People love talking about baby names, and so the time of year when Retraite Québec announces the most popular names of the year is always a tempting fruit for a journalist looking for a quick story.
Unfortunately, the top five names doesn’t tell us that much. Liam and Olivia have been popular for a while now, and the top five doesn’t change that much year to year. Some journalists go a bit further and look at the end of the list for more unusual names (misspellings, mashed-up names, or words you wouldn’t think of as names), which can be amusing if you can avoid making fun of a name in a language you don’t understand.
Rather than just look at the most and least popular, I decided to see if I can suss out some trends. So I took the full data set, with almost 400,000 first names, and added a column calculating how many times they were used in the past 10 years versus the past 40 years. Normally this would be about 25%, but many names have gotten much more or much less popular.

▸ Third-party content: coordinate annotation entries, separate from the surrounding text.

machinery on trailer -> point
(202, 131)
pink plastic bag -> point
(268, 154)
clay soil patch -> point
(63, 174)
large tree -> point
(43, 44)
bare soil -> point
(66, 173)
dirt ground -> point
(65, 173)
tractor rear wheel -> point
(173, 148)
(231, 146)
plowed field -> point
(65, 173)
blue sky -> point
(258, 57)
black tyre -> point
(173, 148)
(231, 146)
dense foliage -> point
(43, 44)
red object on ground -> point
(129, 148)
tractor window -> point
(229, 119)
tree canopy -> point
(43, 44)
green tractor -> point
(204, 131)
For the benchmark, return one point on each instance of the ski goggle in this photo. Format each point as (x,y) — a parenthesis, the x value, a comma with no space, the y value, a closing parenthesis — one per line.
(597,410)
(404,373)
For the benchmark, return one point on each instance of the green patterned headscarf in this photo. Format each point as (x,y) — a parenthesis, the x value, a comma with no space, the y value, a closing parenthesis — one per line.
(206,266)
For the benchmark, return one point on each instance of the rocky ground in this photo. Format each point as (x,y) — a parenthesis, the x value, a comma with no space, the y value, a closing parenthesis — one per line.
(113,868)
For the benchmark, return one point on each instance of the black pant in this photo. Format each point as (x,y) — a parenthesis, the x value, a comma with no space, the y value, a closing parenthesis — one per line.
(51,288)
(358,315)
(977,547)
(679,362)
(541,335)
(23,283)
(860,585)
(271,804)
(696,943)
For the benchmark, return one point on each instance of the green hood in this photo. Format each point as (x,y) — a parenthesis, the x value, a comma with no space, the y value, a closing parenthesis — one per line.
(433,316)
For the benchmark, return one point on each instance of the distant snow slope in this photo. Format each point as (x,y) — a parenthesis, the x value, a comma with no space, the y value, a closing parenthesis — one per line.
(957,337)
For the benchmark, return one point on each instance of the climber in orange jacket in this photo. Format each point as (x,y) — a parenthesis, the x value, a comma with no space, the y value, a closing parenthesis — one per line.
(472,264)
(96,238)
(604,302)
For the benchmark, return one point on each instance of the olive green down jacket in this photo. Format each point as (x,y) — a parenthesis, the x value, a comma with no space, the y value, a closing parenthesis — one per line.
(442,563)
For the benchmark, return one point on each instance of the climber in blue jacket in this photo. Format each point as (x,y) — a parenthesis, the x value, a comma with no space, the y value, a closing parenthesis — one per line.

A few caveats about these lists:
- The database only goes back to 1980, so names that had already fallen out of favour by then won’t show up.
- I’m assuming the database is correct. There may be errors here throwing off the results.
- The lists are separated by gender because it’s two different data sets. In several cases names have gotten less popular because they’re traditionally associated with the other gender. Combining them would take a while and probably crash my computer.
- For data entry cleanup reasons, I’ve excluded compound names from these lists (whether they have a hyphen or a space separating them) as well as names that are in the database as just one letter (which I assume are initials incorrectly coded as names). I’ve also set minimums for the number of times a name has to be used to weed out outliers.
- Since the database does not include accents, I have not included them here.